Local factors contributing to pathogenesis of proliferative lupus nephritis
Dr. Fu’s work hopes to turn traditional views on lupus nephritis upside down and could change how it is treated dramatically. He hypothesizes that the kidney itself can drive kidney disease, not as a complication of systemic lupus, but as an independent process. His team has shown that kidney cells help promote development of kidney failure because they release molecules such as C1q, a protein that helps activate a part of the immune system.
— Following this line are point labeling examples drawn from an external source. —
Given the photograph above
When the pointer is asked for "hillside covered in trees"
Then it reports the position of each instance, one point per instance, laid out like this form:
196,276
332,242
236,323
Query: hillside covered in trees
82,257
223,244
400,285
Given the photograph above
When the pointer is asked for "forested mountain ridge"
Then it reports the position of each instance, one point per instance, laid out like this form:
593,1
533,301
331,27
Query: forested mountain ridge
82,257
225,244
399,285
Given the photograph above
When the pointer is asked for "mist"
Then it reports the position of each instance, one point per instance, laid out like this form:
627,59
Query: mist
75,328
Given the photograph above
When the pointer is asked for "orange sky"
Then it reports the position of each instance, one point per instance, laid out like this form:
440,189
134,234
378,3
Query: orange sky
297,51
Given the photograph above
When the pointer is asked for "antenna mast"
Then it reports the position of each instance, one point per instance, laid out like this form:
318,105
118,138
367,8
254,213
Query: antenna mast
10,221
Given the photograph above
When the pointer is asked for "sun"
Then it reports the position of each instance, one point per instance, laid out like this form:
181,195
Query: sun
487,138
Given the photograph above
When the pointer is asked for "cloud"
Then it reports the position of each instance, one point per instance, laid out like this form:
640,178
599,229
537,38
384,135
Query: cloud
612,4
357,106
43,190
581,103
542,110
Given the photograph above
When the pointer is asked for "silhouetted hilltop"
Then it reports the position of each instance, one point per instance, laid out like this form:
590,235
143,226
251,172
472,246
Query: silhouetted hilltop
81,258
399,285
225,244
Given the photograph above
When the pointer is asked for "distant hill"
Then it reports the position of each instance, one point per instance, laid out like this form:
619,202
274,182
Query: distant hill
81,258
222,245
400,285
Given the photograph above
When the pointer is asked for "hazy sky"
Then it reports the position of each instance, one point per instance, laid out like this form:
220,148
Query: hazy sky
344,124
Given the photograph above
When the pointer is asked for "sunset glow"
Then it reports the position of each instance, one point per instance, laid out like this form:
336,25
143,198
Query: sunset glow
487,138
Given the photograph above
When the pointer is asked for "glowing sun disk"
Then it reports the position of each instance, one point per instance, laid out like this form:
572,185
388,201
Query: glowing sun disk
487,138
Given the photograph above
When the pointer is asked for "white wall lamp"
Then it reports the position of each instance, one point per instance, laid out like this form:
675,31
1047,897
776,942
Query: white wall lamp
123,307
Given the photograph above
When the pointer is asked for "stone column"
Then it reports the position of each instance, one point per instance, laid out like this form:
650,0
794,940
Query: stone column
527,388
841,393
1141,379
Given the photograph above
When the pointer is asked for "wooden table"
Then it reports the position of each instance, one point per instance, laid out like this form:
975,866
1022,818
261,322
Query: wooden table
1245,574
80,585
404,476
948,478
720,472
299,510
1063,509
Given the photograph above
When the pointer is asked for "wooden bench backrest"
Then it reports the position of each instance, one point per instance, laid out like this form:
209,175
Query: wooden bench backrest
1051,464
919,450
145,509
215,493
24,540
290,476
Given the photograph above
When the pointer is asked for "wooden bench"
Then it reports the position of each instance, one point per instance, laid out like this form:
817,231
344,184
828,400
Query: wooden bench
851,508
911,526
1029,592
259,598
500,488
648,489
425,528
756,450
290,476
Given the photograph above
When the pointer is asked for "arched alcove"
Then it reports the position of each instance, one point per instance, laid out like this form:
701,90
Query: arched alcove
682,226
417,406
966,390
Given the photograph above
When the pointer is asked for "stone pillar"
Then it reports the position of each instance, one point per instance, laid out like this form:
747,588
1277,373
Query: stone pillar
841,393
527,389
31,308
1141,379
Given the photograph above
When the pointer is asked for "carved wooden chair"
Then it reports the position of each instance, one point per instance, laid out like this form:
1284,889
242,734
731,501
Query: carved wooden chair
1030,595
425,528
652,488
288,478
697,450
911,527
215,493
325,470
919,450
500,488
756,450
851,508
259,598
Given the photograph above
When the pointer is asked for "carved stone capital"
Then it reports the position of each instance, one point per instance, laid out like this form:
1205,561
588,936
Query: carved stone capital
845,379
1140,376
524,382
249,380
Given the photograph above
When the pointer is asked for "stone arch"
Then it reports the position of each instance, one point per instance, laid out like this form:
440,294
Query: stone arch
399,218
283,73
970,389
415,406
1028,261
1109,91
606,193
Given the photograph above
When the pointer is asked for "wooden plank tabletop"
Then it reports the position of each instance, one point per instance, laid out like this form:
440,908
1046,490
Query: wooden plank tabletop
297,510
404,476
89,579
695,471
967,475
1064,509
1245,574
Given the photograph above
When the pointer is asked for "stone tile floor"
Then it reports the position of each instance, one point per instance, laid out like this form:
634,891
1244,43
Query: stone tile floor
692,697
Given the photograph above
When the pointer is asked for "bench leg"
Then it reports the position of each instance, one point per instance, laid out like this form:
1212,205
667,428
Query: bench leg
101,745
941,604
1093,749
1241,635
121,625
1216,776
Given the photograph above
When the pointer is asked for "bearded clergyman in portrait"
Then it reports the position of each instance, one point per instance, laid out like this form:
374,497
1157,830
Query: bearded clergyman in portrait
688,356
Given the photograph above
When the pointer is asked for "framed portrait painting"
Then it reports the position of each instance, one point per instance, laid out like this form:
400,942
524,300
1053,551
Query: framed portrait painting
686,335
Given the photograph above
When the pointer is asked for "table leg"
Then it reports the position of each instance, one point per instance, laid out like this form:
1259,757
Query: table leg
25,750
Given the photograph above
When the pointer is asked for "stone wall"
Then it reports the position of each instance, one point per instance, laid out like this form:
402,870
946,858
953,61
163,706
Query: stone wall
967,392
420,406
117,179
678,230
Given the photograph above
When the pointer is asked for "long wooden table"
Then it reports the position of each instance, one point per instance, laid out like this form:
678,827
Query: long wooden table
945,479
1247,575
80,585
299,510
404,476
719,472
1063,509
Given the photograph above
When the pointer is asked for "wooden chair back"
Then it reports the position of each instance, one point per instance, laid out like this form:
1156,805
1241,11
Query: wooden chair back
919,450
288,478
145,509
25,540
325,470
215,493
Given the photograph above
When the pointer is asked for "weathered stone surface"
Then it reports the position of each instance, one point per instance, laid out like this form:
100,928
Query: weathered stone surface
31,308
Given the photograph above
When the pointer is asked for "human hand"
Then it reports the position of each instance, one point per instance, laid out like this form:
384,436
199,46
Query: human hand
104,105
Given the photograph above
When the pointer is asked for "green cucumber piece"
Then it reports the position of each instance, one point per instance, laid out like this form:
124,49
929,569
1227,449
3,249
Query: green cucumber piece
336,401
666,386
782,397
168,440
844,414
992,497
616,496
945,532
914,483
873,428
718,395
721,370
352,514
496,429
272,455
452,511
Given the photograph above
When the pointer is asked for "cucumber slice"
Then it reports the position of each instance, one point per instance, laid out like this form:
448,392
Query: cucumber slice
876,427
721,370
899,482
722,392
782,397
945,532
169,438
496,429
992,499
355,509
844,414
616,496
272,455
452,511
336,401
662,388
What this study means for people with lupus:
Dr. Fu’s study aims to reveal how these C1q molecules released by kidney cells determine which patients develop kidney failure. They hope to identify whether targeting C1q offers a potential therapy and if measuring the levels of this molecule in the urine can help diagnose severity of kidney damage and monitor response to treatment
Proliferative lupus glomerulonephritis (PLGN) often leads to end stage renal failure. Current therapies are not effective in many patients. Biomarkers for diagnosis and monitoring responses to therapy are lacking. This application investigates local tissue factors that contribute to the progression of PLGN. We have shown that autoimmunity and end organ damage are under separate genetic control. This new paradigm focuses us on the role of targeted tissue in PLGN. Our new observation is that C1q is expressed by podocytes in late stages of GN in mouse and in class IV PLGN patients with urinary C1q positive podocytes. We plan to interrogate the role of podocyte-made C1q and the interactions between this C1q and intraglomerular cytokines. We will determine whether C1q deficiency in podocytes will suppress the development of PLGN, demonstrate the role of locally-synthesized cytokines in the induction of C1q synthesis by podocytes in PLGN and ascertain the usefulness of C1q in urinary podocytes as a biomarker in the diagnosis of class IV PLGN. The results of these studies will provide insights to the contribution of local factors to the pathogenesis of PLGN. They may provide novel therapies and a unique biomarker for diagnosis and monitoring class IV PLGN patients.